Some answers are already here – but are we listening?

Another point worth making is that there are obvious steps we can all take to fight aging that cost nothing, such as not overeating, which we as a society are failing to do.

“Anti-aging drug therapies are certainly one of the holy grails of medical research,” says Marchica. “As long as we’ve been on this planet, we’ve been trying to live longer than those who came before us. But it’s ironic that we’re in this constant quest, when many answers are right there for us, and we don’t do them.”

Marchica points out that we’re not just a nation of aging people, we’re a sick nation of aging people. It’s common sense that the healthier we are, the longer we are likely to live. Unfortunately, our obesity rates and diabetes rates are significantly higher than other developed countries. “These are things we can control,” he says, “and we’re not doing a very good job of it.”     

The larger trends

The previous trend in drug development was to focus on treating major health conditions that impacted massive patient populations at relatively lower costs. This saw the creation and marketing of antibiotics, blood pressure drugs, cholesterol drugs, and diabetes drugs, which have been broadly prescribed. The current trend in pharmaceutical and biotech is developing specialty drugs, designed for a fewer number of patients, but costing much more, such as hepatitis C drugs.

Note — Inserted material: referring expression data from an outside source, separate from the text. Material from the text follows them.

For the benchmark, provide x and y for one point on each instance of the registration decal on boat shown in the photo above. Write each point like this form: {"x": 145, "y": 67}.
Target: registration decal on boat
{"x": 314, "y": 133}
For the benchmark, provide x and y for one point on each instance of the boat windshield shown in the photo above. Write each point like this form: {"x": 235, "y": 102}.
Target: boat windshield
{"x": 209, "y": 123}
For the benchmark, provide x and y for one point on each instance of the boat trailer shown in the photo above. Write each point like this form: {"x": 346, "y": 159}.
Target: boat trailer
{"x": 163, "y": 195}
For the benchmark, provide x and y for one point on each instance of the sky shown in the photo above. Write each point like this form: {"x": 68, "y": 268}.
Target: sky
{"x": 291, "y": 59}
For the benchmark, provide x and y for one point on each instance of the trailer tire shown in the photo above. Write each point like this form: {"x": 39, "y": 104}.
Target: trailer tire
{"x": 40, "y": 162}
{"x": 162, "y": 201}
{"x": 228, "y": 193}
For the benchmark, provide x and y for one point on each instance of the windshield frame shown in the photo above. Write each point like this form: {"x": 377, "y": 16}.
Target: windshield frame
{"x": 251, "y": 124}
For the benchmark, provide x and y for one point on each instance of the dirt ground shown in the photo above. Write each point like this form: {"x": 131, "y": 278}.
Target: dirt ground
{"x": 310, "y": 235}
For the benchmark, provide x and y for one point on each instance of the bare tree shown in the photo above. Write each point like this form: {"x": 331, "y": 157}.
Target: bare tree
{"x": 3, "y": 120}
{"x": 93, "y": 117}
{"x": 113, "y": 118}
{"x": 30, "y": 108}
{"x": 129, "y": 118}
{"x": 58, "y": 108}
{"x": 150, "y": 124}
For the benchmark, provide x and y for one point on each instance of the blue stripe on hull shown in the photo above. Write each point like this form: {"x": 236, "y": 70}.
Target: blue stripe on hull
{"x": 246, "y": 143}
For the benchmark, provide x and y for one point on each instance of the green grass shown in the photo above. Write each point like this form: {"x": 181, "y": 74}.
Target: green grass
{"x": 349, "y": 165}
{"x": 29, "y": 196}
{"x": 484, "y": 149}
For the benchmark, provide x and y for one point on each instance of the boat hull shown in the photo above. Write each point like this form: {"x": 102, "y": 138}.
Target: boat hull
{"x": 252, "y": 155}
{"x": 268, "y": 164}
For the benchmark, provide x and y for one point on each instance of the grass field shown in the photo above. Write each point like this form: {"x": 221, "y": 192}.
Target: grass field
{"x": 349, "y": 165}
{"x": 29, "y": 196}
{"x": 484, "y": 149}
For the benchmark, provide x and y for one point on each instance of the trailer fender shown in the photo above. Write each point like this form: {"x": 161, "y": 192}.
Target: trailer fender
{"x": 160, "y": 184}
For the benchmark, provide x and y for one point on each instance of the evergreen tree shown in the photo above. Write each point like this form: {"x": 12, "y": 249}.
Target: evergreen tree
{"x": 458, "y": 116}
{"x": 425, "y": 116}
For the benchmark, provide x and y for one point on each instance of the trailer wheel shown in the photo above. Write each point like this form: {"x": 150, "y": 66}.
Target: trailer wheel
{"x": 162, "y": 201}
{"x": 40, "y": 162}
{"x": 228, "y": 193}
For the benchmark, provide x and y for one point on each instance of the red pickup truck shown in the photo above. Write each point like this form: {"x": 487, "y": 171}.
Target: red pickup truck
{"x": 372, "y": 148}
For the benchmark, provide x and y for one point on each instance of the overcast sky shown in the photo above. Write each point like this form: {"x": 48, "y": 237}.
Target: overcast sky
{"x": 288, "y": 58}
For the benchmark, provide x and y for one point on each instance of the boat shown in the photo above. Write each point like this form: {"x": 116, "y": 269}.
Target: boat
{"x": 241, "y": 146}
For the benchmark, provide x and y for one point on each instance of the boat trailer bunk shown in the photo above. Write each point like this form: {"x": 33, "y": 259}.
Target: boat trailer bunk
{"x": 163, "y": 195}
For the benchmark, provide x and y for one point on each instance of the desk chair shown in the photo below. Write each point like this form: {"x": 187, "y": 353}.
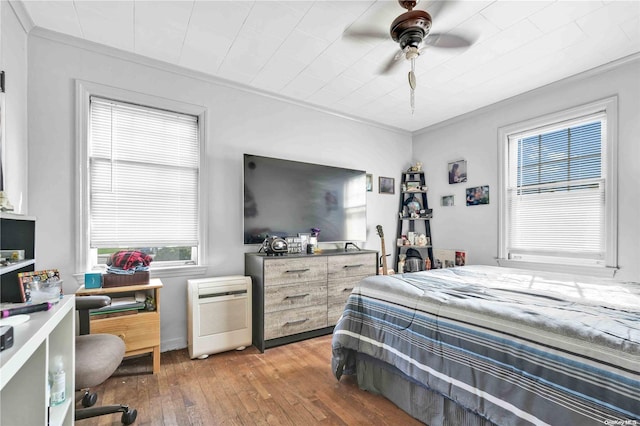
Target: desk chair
{"x": 97, "y": 358}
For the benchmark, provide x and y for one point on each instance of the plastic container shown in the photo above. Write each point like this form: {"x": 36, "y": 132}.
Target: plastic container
{"x": 58, "y": 382}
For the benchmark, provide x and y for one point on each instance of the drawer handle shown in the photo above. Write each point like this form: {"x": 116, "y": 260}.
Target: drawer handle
{"x": 296, "y": 322}
{"x": 296, "y": 296}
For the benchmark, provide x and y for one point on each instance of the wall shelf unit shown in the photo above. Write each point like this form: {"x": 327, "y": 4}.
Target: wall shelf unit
{"x": 414, "y": 217}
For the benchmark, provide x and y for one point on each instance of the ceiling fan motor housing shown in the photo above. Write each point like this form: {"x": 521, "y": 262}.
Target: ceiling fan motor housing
{"x": 410, "y": 28}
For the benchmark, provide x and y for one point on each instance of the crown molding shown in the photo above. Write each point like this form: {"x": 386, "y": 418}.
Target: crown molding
{"x": 197, "y": 75}
{"x": 505, "y": 102}
{"x": 23, "y": 16}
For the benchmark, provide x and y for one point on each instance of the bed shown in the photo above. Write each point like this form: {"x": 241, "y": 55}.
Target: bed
{"x": 482, "y": 345}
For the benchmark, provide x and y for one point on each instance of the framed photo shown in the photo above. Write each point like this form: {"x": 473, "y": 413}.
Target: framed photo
{"x": 386, "y": 185}
{"x": 27, "y": 280}
{"x": 458, "y": 171}
{"x": 478, "y": 195}
{"x": 304, "y": 241}
{"x": 413, "y": 186}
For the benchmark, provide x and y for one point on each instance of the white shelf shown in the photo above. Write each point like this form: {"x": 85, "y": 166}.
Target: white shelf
{"x": 14, "y": 216}
{"x": 24, "y": 368}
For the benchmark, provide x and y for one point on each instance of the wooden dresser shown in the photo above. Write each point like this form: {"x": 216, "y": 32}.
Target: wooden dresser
{"x": 298, "y": 296}
{"x": 140, "y": 331}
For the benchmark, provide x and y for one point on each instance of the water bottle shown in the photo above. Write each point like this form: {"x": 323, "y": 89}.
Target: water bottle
{"x": 58, "y": 382}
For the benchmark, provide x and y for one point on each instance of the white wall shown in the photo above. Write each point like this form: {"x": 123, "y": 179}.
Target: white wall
{"x": 13, "y": 60}
{"x": 238, "y": 122}
{"x": 474, "y": 137}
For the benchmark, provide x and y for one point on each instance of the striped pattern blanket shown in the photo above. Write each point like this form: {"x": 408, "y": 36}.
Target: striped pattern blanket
{"x": 515, "y": 347}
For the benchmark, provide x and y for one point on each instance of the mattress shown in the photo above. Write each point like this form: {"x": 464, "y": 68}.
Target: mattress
{"x": 514, "y": 347}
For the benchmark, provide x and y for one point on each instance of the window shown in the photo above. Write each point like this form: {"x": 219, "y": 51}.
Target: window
{"x": 558, "y": 189}
{"x": 142, "y": 182}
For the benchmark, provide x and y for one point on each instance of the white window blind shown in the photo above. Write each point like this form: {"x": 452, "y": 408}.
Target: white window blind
{"x": 144, "y": 176}
{"x": 556, "y": 193}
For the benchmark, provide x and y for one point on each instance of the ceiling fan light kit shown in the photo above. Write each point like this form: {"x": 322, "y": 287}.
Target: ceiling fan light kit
{"x": 410, "y": 31}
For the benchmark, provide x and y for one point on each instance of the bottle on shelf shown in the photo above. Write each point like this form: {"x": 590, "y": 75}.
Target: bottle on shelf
{"x": 58, "y": 382}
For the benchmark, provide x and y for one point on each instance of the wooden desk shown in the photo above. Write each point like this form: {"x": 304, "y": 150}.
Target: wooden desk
{"x": 140, "y": 331}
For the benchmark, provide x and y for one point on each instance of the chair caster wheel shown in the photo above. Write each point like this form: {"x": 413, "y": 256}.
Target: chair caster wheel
{"x": 128, "y": 417}
{"x": 89, "y": 399}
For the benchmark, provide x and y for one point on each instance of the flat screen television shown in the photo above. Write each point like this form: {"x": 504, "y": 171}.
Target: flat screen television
{"x": 285, "y": 198}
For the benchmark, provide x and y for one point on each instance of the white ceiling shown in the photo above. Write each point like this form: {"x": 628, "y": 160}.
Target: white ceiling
{"x": 295, "y": 49}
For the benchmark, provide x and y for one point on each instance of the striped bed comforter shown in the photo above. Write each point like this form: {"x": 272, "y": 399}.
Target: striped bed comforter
{"x": 516, "y": 347}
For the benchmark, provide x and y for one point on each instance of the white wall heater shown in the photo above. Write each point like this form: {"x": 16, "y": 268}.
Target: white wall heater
{"x": 219, "y": 315}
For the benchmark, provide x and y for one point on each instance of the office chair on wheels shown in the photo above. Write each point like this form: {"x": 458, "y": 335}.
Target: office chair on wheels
{"x": 97, "y": 358}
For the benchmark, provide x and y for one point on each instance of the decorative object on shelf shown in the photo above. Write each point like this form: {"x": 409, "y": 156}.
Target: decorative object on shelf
{"x": 415, "y": 168}
{"x": 413, "y": 261}
{"x": 304, "y": 241}
{"x": 449, "y": 258}
{"x": 274, "y": 246}
{"x": 312, "y": 246}
{"x": 458, "y": 171}
{"x": 383, "y": 256}
{"x": 412, "y": 187}
{"x": 294, "y": 245}
{"x": 40, "y": 286}
{"x": 401, "y": 260}
{"x": 386, "y": 185}
{"x": 477, "y": 195}
{"x": 412, "y": 205}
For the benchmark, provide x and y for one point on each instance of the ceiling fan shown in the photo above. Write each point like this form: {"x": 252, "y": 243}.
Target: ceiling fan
{"x": 411, "y": 30}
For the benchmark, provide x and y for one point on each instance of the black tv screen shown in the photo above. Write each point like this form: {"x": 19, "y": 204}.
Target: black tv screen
{"x": 285, "y": 198}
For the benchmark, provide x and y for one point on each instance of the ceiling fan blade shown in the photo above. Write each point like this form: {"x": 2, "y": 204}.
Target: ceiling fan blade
{"x": 365, "y": 34}
{"x": 392, "y": 62}
{"x": 447, "y": 41}
{"x": 434, "y": 8}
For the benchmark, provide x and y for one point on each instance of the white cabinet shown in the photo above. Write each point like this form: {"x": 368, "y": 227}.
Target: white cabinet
{"x": 24, "y": 368}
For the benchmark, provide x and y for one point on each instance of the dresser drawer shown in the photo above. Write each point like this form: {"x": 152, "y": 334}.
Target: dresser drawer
{"x": 280, "y": 297}
{"x": 139, "y": 331}
{"x": 294, "y": 270}
{"x": 338, "y": 292}
{"x": 292, "y": 321}
{"x": 351, "y": 265}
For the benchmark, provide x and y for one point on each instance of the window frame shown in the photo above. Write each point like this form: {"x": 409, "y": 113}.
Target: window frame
{"x": 609, "y": 106}
{"x": 84, "y": 92}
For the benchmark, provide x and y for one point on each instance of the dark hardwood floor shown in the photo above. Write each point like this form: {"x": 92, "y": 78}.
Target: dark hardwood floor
{"x": 287, "y": 385}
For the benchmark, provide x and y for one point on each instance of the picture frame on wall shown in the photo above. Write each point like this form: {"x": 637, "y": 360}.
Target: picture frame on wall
{"x": 386, "y": 185}
{"x": 304, "y": 240}
{"x": 448, "y": 201}
{"x": 477, "y": 195}
{"x": 457, "y": 171}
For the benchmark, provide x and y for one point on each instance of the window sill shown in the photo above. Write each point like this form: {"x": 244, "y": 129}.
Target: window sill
{"x": 185, "y": 271}
{"x": 592, "y": 271}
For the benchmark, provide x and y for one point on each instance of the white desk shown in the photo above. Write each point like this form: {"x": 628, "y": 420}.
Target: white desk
{"x": 24, "y": 368}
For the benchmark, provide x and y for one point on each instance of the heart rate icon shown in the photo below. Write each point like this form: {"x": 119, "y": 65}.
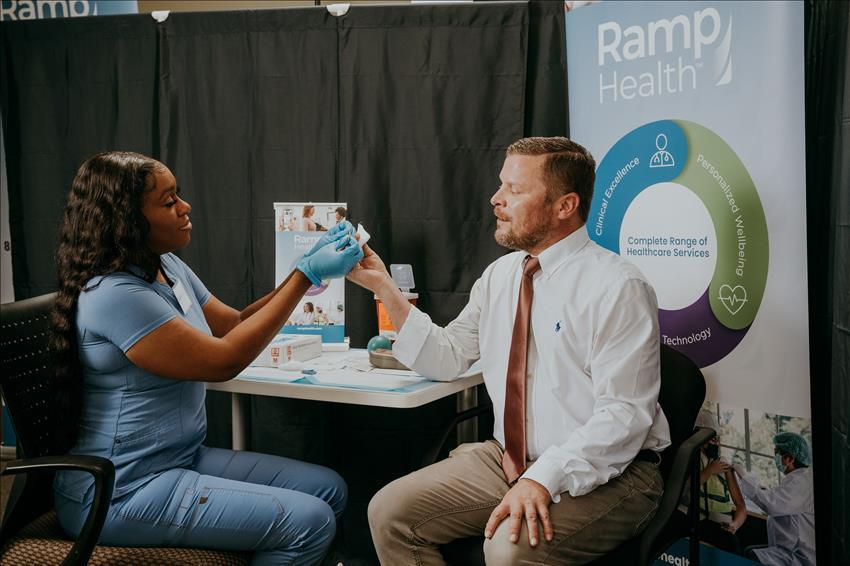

Since aging is the ultimate broad-based condition – we all have it – this trend would seem to point away from anti-aging innovation. But there is another trend in effect as well, and that is one toward precision medicine based on our individual genome. It’s about creating the custom formula for each individual. And when it comes to cracking the code for curing aging, the answer might not be one miracle pill, but something more tailored to your unique makeup.

There are other reasons for optimism as well. “As a nation, we provide sick care rather than health care, and certainly that model is changing,” Marchica says. “There’s a lot more focus on prevention.”

One area of anti-aging research that has received a good amount of investment is the fight to treat Alzheimer’s and dementia. Unfortunately, according to Marchica, the results so far “have been pretty poor. There’s been a lot of investment but nothing available currently or in Phase 3 has people jumping up and down.”

Still, even in this there is room for optimism. “Right now, there’s nothing out there for true age-reversal,” says Marchica, “so there’s nothing but upside.”